Manassas Journal Messenger | ARTS: Artist’s works reflect travels and experiences

Patricia Smith’s eyes, like her art, spill with emotions so real, so consuming, and yet so gentle.

In an instant, her melodic voice glides over the multiple shades of the palette that is her life. With each burst of color, another country she worked in passes by, another historical character influences her and another medium of self-expression is used for her experiments.

In a few breaths, the Woodbridge resident spans over her years spent in Jamaica as an art teacher with the Peace Corps where she engaged both students and teachers in art appreciation workshops to later years pursuing and acquiring a doctorate in art education from Pennsylvania State University.

With her calm, methodical manner of explanation, it is easy to recognize the decades of her teaching experience.

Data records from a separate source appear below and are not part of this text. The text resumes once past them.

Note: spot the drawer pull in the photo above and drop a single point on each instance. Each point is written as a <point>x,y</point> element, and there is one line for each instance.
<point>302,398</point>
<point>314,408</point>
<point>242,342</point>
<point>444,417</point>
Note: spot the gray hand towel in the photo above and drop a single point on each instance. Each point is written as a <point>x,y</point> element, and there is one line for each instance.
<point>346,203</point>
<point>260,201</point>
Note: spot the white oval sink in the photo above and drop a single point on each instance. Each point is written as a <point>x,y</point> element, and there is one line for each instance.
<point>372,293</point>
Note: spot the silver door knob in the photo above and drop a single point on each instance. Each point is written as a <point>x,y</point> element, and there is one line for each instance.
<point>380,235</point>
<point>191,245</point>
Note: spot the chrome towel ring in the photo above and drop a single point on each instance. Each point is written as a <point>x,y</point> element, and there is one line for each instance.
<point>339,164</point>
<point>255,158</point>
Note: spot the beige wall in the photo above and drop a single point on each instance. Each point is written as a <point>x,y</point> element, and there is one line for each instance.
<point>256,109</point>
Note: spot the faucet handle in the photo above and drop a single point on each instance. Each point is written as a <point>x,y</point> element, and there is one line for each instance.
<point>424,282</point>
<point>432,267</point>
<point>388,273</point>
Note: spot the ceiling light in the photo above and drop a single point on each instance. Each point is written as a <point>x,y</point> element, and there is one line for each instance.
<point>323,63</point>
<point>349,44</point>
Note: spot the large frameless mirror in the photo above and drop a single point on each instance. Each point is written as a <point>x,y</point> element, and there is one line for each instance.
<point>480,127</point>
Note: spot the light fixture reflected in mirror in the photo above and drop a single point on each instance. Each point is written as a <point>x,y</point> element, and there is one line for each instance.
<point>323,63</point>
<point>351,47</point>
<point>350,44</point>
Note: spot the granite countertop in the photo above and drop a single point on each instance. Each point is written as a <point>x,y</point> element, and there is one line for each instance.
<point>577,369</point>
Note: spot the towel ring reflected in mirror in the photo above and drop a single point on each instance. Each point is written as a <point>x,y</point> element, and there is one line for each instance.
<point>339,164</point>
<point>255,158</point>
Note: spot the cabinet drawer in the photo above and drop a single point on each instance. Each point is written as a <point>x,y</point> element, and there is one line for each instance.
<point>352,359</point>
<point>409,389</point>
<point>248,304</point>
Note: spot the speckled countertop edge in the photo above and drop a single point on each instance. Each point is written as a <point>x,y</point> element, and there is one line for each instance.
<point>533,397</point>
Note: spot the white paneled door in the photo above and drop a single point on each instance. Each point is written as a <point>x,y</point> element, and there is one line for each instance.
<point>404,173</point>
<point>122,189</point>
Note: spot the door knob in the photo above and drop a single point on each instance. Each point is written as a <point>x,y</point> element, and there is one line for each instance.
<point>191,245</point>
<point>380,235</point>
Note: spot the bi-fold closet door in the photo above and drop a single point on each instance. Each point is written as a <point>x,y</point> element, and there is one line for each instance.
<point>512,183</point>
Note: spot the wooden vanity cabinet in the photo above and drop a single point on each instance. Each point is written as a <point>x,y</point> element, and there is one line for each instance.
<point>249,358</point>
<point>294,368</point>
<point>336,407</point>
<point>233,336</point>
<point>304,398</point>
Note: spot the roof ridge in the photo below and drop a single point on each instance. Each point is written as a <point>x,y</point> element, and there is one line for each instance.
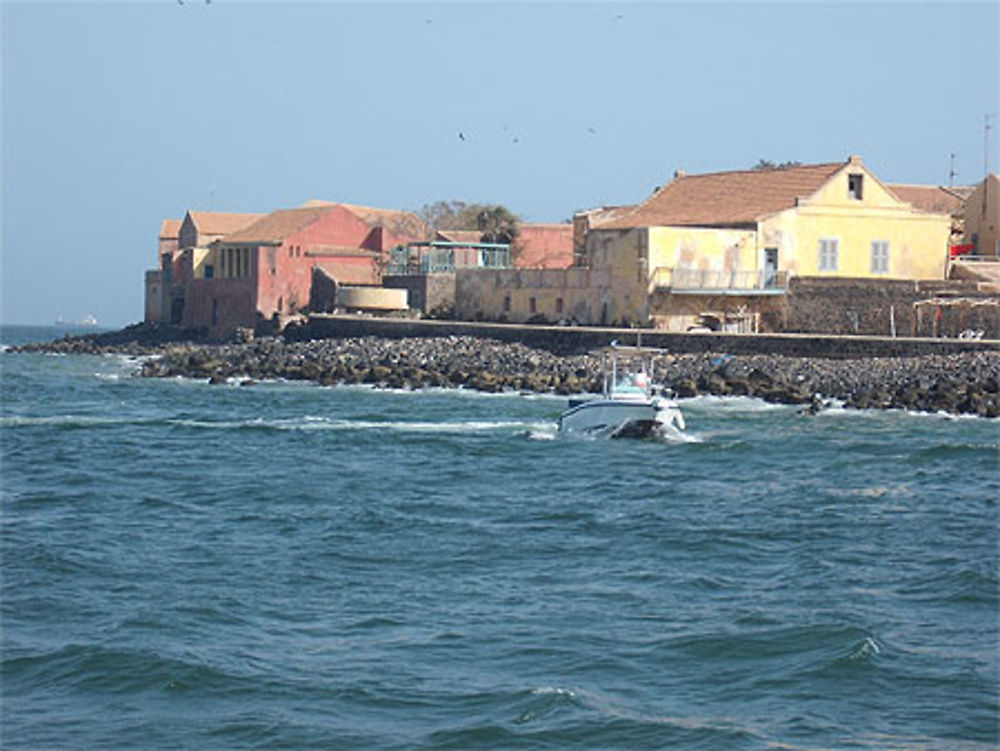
<point>763,171</point>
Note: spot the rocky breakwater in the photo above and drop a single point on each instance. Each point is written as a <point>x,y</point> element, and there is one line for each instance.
<point>966,383</point>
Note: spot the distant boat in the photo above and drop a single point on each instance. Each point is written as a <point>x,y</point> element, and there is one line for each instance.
<point>88,320</point>
<point>629,407</point>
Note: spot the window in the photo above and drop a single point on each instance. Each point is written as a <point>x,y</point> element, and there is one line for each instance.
<point>880,257</point>
<point>854,186</point>
<point>828,253</point>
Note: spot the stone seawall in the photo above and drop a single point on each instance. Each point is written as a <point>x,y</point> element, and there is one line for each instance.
<point>581,339</point>
<point>955,376</point>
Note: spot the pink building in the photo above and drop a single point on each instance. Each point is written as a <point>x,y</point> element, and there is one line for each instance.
<point>266,270</point>
<point>545,246</point>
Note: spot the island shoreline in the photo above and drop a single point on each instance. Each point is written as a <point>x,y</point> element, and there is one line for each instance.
<point>963,382</point>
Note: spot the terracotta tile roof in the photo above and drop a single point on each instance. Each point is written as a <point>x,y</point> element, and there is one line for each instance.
<point>725,198</point>
<point>170,229</point>
<point>933,198</point>
<point>276,226</point>
<point>400,223</point>
<point>218,223</point>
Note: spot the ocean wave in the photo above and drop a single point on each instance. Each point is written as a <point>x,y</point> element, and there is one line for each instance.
<point>310,423</point>
<point>74,421</point>
<point>109,670</point>
<point>731,404</point>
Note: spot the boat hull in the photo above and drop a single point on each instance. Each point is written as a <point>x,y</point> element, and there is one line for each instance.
<point>613,418</point>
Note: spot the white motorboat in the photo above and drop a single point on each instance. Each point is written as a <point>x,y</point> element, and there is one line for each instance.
<point>629,407</point>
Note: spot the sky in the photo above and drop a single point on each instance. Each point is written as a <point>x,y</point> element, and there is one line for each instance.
<point>118,115</point>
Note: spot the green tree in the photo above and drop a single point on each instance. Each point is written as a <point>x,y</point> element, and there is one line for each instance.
<point>496,222</point>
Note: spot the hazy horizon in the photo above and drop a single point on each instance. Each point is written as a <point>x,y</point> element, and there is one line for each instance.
<point>119,115</point>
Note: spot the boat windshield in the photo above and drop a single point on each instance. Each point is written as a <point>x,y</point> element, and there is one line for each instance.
<point>635,383</point>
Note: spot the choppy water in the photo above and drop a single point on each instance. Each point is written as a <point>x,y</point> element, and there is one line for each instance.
<point>290,566</point>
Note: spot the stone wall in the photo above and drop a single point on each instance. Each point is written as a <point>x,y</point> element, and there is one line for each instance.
<point>578,339</point>
<point>431,294</point>
<point>871,307</point>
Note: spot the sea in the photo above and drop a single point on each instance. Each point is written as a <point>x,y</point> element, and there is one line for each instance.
<point>289,566</point>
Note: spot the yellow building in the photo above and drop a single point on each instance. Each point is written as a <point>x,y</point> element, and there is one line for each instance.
<point>718,248</point>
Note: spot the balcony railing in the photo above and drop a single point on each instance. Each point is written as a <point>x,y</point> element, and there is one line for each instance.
<point>719,281</point>
<point>444,257</point>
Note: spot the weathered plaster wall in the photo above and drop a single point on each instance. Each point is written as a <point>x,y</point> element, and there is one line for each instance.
<point>432,294</point>
<point>703,249</point>
<point>982,217</point>
<point>575,294</point>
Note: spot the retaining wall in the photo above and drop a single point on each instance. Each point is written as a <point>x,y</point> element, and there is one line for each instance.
<point>576,339</point>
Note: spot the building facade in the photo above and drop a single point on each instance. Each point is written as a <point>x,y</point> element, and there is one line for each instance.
<point>264,272</point>
<point>717,250</point>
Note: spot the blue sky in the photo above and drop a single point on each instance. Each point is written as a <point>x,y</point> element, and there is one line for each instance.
<point>118,115</point>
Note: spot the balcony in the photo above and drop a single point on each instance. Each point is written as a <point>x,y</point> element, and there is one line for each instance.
<point>717,282</point>
<point>445,257</point>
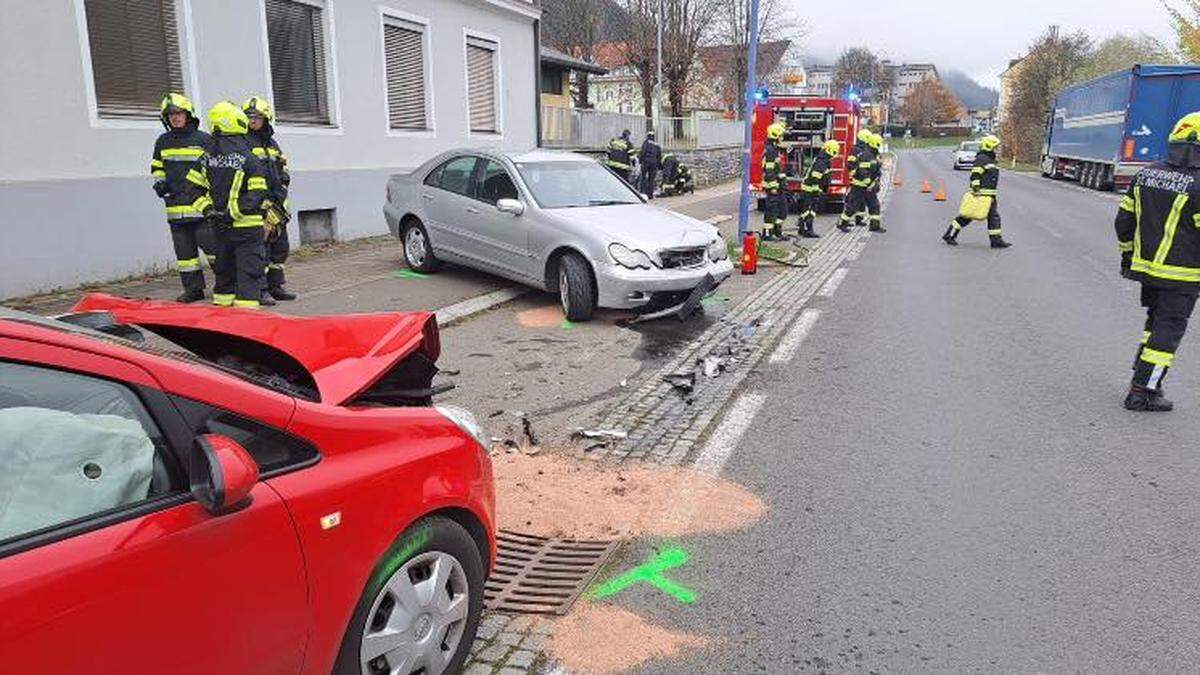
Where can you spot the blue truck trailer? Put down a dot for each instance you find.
(1103, 131)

Smith’s works in drawings, paintings and other media have been consistently exhibited in national and international shows for years. She is currently the featured artist in the “Etched in Time” exhibit at the Artists Undertaking Gallery, a quaint gallery in historic Occoquan that houses a wide range of artworks from 14 local artists.

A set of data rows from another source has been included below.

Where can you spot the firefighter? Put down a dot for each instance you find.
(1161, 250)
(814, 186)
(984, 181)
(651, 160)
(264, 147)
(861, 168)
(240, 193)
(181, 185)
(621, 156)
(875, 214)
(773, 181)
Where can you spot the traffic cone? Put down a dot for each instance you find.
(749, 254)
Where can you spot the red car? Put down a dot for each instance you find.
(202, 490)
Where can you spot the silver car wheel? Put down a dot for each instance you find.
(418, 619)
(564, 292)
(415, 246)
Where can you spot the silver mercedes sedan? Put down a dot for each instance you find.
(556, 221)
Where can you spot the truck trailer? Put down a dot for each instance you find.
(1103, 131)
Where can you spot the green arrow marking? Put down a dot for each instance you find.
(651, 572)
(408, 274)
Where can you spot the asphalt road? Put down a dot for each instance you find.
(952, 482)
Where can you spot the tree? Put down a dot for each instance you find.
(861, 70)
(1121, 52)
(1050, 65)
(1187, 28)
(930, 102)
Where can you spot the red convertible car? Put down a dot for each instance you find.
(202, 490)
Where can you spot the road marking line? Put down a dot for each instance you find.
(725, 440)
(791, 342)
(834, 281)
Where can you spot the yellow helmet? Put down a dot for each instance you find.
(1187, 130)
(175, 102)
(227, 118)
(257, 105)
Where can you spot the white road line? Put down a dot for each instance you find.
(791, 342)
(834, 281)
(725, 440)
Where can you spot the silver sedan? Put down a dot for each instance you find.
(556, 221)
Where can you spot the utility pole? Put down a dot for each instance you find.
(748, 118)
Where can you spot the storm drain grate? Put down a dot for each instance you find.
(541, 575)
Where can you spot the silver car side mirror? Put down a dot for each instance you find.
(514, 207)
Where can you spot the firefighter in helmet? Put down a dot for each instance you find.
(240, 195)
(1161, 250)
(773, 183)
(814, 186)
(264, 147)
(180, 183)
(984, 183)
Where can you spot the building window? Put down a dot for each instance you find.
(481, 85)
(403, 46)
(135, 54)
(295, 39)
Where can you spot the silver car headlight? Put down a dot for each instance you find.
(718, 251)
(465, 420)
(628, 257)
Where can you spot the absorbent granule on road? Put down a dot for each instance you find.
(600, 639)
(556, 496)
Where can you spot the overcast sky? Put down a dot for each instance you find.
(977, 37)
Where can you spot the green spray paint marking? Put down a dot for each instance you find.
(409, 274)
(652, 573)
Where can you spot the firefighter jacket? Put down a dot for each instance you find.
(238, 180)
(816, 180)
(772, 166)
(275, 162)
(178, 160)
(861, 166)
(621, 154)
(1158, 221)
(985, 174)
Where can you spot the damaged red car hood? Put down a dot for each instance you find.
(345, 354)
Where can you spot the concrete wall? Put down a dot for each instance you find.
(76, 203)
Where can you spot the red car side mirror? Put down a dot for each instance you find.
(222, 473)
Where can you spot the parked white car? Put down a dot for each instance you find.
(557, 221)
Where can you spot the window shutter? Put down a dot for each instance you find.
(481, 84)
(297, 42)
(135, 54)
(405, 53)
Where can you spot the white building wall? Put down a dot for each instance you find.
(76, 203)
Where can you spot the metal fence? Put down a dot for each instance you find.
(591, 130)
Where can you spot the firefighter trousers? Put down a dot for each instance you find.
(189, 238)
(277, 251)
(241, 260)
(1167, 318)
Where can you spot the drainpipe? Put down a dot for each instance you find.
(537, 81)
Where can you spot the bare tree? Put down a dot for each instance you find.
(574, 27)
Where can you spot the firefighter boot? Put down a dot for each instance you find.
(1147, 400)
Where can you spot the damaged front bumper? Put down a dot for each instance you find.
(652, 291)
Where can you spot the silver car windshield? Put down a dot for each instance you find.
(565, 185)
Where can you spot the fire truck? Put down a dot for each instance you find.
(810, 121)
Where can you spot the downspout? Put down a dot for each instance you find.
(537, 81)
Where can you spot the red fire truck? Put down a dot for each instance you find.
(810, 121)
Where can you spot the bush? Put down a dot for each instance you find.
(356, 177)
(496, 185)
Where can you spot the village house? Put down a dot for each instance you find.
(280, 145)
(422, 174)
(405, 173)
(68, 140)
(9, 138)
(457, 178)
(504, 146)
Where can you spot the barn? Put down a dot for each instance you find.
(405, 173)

On center display are five of Smith’s etchings, and several other prints of various sizes are at the rear of the gallery. Each work offers a taste of exotic abstracts where textured surfaces and dramatic colors engulf feminine themes and far-away worlds.

“I like to take images that don’t usually go together, like a bonsai tree and the desert, and I play with them until they just fit,” she said pointing at “Desert Bloom.”

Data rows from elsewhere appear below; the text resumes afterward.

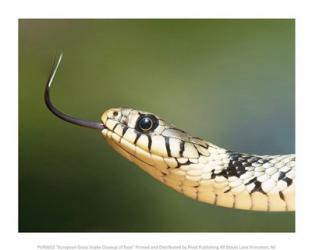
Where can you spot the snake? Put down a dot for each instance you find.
(190, 165)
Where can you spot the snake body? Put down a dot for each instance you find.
(200, 169)
(190, 165)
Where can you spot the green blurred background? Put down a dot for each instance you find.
(228, 81)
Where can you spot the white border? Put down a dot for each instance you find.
(12, 10)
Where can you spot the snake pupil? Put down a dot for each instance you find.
(145, 123)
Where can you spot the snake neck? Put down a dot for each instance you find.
(200, 169)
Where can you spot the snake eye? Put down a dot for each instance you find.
(145, 123)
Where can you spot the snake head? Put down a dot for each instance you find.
(146, 139)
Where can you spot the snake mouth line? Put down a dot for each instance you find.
(118, 144)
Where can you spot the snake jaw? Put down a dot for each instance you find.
(198, 169)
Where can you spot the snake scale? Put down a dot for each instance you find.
(193, 166)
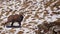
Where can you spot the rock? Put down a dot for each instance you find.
(20, 32)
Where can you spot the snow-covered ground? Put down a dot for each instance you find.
(35, 13)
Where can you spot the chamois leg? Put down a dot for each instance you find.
(19, 24)
(12, 23)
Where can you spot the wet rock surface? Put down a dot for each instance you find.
(40, 16)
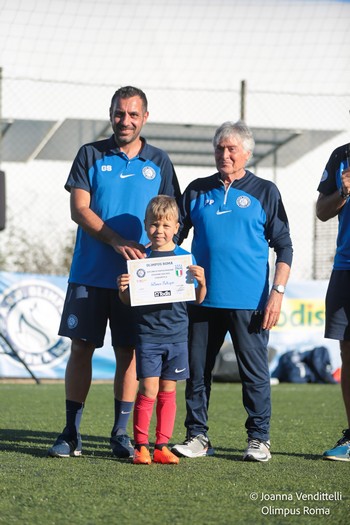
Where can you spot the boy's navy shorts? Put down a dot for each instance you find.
(338, 306)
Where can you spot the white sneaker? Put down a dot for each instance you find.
(257, 450)
(194, 447)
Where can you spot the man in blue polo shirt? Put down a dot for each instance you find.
(236, 217)
(111, 182)
(334, 200)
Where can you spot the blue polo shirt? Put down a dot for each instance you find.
(330, 182)
(120, 190)
(163, 323)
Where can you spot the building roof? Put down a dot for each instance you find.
(186, 144)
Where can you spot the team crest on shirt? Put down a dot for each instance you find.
(243, 201)
(148, 172)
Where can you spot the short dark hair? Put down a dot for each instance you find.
(128, 92)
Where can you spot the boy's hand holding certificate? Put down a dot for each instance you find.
(161, 280)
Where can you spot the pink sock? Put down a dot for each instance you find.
(166, 412)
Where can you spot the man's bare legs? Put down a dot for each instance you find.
(125, 389)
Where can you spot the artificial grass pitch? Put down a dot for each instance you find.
(296, 486)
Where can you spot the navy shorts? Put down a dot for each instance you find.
(164, 360)
(338, 306)
(88, 309)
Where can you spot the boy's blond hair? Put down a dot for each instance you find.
(162, 207)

Similar to designing a collage, Smith combines historical and social concepts that resonate with her, she said. “I just keep playing around with different images, combining different ideas. The freedom to play is something I’ve learned from working with children.”

Gender stereotypes, inequalities and oppression ? dominant themes in Smith’s works ? serve as reminders of her travels through Morocco, the Caribbean, South America and Europe. Art offers a means for increased understanding of genders and cultures of the world, she said.

“I was always interested in the visual aspects of other cultures, how people make meaningful lives through art,’ she said.

In today’s instant-culture, defined only by the
constant flipping of channels and clicking of the mouse, the actual process of creating art is equally as meaningful as the final design, she said.

“I am fascinated with the process of creation, of fully developing and thinking through an idea. Every artist at this gallery has such a unique style and approach to creating,” said Smith.

In this exhibit, Smith relies on a form of printmaking called intaglio, derived from the Italian word intagliare that means “to carve or cut into,” she said. She fell in love with this relatively complicated process more than 30 years ago as an undergraduate student when she bought her first work of art, an etching by the 18th-century printmaker Piranesi.

Each of her intaglio prints was created on zinc plates, which were then inked in a variety of acid and non-acid techniques, including etching, photo-editing, aquatint, open biting, lift ground, soft ground and chine-colle. Each technique added detail to her vision.

“Etchings are so process-oriented,” she said. “Like a dance they are unpredictable, always unfolding. You have one image of what you want the print to look like, but often you end up with a completely altered final image,” she said.

Smith hopes that more people can enjoy the potential for constant discovery and invention that this process offers, she said.

“I hope to see more art education programs for people of all ages. There’s never a time in life when it isn’t necessary to be creative,” she said.

“Art allows you to connect what is beautiful in the world to your soul,” she said.

Holding some recently sketched note cards of soaring angels, Smith said, “Art is a bridge between the spiritual world and the material world.”